Los limpiaparabrisas del Austin Healy apartaban la lluvia fina. Recordando el camino recorrido por el taxi, Mathias subió por Queen's Gate, siguiendo a los otros automóviles para no equivocarse en el sentido de la circulación. Aparcó en la acera del Royal Albert Hall y subió las escaleras corriendo.

Antoine miró por la ventana. En la calle, había dos sitios para aparcar libres, uno enfrente de la casa, y otro un poco más lejos. Incrédulo, apagó la luz y se fue a acostar.

Los alrededores del teatro estaban desiertos, la multitud se había dispersado. Una pareja le confirmó a Mathias que el espectáculo había acabado hacía media hora. Se volvió hacia el Austin Healey y descubrió una multa en el parabrisas. Oyó la voz de Audrey y se dio la vuelta.

Estaba sublime con su vestido de noche; el hombre que la acompañaba tenía unos cincuenta años y una buena percha. Le presentó a Alfred y le dijo que ambos estarían encantados de que fuera a cenar con ellos. Iban a ir al restaurante Aubaine, cuya cocina estaba abierta hasta tarde. Como Audrey tenía ganas de pasear, le sugirió a Mathias que se adelantara en el coche, y que empezara a hacer cola, pues las mesas del último turno estaban muy solicitadas. Ahora le tocaba a él. Ella ya la había hecho para recoger las entradas.

Al fin de la velada, Mathias probablemente sabía más sobre góspel y sobre la carrera de Alfred que su propio representante. El cantante le agradeció a Mathias la invitación. Audrey respondió por él que era lo mínimo, pues había disfrutado muchísimo durante el concierto. Alfred se despidió, debía irse, ya que al día siguiente, cantaba en Dublín.

Mathias esperó a que el taxi hubiera girado en la esquina. Miró a Audrey, que permanecía en silencio.


– Estoy cansada, Mathias, todavía tengo que cruzar todo Londres. Gracias por la cena.

– ¿Puedo al menos llevarte?

– ¿A Brick Lane… en coche?

Durante todo el trayecto, la conversación se limitó a las indicaciones que le daba Audrey. A bordo del viejo coche, sus silencios sólo se rompían por las palabras «derecha», «izquierda», «todo recto», y a veces, «conduces por el lado equivocado». La dejó frente a una pequeña casa, construida por completo con ladrillos rojos.

– Siento mucho lo que ha pasado, estuve atrapado en un atasco -dijo Mathias, apagando el motor.

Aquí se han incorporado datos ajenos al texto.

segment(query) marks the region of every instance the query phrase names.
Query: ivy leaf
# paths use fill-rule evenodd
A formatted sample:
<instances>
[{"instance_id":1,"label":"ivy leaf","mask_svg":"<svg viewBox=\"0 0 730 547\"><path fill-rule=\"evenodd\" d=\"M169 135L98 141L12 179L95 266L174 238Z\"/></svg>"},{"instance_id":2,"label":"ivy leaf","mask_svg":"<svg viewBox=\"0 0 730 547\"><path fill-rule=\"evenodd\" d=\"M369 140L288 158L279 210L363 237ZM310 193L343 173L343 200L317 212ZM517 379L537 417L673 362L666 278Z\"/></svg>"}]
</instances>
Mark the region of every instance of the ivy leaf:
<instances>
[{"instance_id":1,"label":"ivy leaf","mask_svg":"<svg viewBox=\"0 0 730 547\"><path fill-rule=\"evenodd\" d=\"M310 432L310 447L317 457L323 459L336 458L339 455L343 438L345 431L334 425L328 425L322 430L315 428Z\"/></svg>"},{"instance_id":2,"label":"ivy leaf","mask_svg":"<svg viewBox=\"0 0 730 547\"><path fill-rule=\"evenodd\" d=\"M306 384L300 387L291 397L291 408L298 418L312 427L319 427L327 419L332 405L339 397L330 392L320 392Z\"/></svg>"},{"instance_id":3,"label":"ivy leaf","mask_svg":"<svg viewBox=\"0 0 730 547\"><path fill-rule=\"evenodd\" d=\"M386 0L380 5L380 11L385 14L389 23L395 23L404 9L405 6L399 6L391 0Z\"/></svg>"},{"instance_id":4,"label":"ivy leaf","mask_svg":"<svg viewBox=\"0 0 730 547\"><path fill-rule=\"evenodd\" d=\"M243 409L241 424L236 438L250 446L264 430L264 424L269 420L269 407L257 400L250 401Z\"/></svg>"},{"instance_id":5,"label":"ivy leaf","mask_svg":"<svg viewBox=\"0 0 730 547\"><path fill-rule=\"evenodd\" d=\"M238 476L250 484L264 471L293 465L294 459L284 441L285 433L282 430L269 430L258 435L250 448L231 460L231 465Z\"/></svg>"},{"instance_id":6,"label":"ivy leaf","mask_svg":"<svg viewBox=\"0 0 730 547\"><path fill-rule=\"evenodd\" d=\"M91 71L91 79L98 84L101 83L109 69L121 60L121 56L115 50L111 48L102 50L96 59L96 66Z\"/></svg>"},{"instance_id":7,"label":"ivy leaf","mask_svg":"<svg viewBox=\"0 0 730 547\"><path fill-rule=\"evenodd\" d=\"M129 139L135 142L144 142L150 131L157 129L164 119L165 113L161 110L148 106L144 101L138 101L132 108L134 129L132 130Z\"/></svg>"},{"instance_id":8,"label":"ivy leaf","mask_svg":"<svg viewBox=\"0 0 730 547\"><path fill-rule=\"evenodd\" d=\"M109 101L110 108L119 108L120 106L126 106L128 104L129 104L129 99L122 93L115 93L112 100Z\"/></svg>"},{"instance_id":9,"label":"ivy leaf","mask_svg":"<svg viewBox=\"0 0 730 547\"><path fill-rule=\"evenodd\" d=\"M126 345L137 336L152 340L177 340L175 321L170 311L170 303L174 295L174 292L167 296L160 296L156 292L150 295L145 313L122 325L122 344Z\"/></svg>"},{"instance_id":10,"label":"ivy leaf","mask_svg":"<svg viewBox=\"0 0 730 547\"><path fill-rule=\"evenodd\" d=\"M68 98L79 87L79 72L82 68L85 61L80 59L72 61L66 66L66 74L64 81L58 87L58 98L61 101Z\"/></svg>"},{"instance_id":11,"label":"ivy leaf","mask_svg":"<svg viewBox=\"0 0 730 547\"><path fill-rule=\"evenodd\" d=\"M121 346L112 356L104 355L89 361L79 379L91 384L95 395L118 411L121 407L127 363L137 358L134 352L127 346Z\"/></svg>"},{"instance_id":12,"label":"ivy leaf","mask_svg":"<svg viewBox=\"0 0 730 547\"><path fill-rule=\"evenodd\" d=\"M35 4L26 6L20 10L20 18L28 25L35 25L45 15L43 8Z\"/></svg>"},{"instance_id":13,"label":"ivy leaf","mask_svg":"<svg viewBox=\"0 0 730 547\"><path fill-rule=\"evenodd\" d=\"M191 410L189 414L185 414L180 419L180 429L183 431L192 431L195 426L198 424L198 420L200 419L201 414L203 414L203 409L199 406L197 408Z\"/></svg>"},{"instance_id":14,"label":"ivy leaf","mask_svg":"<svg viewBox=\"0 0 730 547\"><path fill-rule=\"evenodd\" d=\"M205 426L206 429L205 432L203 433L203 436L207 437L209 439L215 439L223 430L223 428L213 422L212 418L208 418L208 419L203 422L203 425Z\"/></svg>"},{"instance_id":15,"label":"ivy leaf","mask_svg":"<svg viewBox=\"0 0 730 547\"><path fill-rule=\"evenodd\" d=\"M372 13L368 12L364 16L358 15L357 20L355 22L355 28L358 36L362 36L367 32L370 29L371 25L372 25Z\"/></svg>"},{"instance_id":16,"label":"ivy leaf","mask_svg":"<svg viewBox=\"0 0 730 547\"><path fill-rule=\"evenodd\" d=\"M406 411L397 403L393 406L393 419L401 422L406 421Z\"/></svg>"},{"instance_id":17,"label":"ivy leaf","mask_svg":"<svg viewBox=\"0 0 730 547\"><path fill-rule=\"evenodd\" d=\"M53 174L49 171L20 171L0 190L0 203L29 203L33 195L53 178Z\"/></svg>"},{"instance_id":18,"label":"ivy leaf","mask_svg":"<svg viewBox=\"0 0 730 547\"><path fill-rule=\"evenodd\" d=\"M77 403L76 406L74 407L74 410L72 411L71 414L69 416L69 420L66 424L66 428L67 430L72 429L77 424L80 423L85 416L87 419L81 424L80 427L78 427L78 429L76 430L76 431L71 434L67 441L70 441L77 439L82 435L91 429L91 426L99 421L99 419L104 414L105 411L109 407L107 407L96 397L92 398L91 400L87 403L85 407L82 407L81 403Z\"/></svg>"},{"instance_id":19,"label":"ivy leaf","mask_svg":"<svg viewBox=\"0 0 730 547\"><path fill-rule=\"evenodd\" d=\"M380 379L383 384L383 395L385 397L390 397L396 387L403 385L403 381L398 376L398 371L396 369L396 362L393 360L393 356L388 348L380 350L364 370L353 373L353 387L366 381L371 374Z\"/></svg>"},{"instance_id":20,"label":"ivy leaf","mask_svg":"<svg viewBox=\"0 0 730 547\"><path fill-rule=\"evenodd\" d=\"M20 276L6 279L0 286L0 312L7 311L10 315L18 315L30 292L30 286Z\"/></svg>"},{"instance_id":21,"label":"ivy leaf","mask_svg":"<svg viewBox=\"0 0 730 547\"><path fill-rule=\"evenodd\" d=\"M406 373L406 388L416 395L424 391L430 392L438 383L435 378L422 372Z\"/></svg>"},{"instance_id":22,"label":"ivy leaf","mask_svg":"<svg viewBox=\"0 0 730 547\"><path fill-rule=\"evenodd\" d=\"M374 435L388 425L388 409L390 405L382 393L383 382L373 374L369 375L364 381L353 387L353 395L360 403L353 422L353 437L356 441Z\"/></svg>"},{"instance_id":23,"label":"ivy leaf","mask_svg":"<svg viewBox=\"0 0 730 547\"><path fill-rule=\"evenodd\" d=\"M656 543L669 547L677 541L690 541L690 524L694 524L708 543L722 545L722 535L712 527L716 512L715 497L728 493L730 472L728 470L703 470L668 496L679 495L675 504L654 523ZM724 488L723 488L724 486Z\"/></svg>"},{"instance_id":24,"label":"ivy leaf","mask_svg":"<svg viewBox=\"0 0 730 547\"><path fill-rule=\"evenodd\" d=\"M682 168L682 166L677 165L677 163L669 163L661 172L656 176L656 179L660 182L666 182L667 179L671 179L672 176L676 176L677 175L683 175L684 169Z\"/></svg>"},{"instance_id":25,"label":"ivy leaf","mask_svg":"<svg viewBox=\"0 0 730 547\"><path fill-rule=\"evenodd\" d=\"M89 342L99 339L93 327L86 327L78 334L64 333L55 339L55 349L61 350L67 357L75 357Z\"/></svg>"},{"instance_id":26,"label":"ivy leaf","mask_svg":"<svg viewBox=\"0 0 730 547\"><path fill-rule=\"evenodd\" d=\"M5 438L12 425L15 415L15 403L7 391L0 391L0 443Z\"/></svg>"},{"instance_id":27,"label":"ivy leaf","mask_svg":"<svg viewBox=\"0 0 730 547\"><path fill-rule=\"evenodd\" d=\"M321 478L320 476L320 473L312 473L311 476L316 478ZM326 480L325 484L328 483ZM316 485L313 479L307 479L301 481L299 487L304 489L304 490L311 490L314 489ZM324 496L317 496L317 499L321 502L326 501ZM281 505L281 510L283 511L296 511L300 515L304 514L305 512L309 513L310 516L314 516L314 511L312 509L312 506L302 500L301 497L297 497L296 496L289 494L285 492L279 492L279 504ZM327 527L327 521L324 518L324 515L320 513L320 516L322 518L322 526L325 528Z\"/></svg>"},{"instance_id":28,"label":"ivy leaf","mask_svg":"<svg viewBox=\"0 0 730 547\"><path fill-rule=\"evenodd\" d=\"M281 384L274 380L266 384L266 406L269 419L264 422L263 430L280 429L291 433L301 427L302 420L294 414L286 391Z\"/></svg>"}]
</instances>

– No te he reprochado nada -dijo Audrey.

– De todos modos -repuso Mathias sonriendo-, excepto en contadas ocasiones, apenas me has dirigido la palabra durante toda la cena. Si la vida de ese tenor narcisista hubiera sido la de Moisés, no te habrías mostrado más interesada por lo que estaba contando; te deleitabas con sus palabras. En cuanto a mí, me ha dado la impresión de tener catorce años y estar en la picota toda la noche.

– ¿Estás celoso? -dijo Audrey divertida.

Se miraron fijamente,-sus rostros empezaron poco a poco a acercarse y, cuando estaban a punto de besarse en los labios, ella inclinó la cabeza y la posó sobre el hombro de Mathias. Él le acarició la mejilla y la abrazó.

– ¿Sabrás volver? -preguntó ella con voz aterciopelada.

– Prométeme que vendrás a verme.

– Vete, mañana te llamo.

– No puedo irme, todavía estás en el coche -respondió Mathias, que todavía sujetaba la mano de Audrey con la suya.

Ella abrió la puerta y se alejó con una sonrisa. Su silueta desapareció en el jardín que rodeaba la casa. Mathias retomó el camino hacia el centro de la ciudad; la lluvia volvía a caer. Después de haber cruzado Londres de este a oeste, de norte a sur, fue a parar dos veces a Piccadilly Circus, dio media vuelta frente a Marble Arch y se preguntó un poco más tarde cómo podía haber vuelto a llegar a orillas del Támesis. A las dos y media pasadas, acabó prometiéndole veinte libras esterlinas a un taxista si éste aceptaba indicarle el camino hasta South Kensington. Con esa buena escolta, llegó por fin a su destino, hacia las tres de la mañana.